Thousands gathered today at Castle Park to begin a 2-hour march through Bristol to demonstrate need for world co-operation in action against climate change.
The march was organised as a response to the United Nations Climate Summit which is due to take place this Tuesday 23rd September; the agenda for debate is about actions and solutions in reducing emissions and strengthening the international resilience to tackle the impending rise of global temperatures.
Worldwide, it is thought over a million participants demonstrated peacefully across 88 countries on September 21st to make it clear to world leaders the support and demand for urgent action to avert the climate change catastrophe.
Ellie suckling, 3rd year Geography student and member of the Geography Society at UWE felt that it was important that voices are heard. “It’s great to be amongst people standing up for the same cause” she said, after attending the march.
The Bristol Climate March is thought to have attracted around 2000 people.

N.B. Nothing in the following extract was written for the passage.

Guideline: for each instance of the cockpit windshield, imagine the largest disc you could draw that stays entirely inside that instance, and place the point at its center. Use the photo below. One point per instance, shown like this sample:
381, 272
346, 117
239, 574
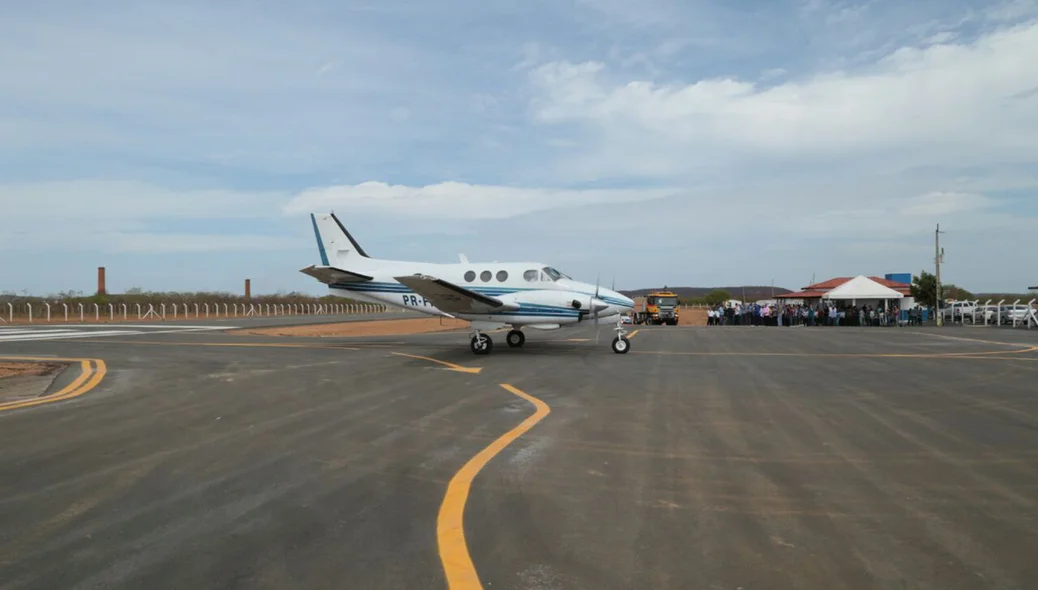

The stretch of route starting from Castle Park and ending at College Green became a stream of enthusiasm through the centre of Bristol. The excitement was infectious to spectators who joined in with the recited ‘greeny’ mantras and motorists beeped their horns as a sign of salutation.
The closing of the Climate March, which gathered outside City Hall on college Green was enriched by a live call from the Mayor of Bristol George Ferguson who was partaking in the People Climate March in New York City, representing Bristol’s efforts in the run up to Bristol Green Capital 2015. The Mayor expressed how proud he was of the success of the march and gave his condolences for not being able to be there.
Molly Scott-Cato, MEP for southwest England, conveyed the evening was one of great fortitude, emulating the brewing consensus around the world of people demanding action from their governments. A revolution absent of the ‘suits’ who are in control of the possibilities of our future.
As Bristol moves into the spotlight of European Green Capital we can expect more types of contemporary issues to become symbolised within the city, engaging and educating the community about significant issues that concern our planet’s future.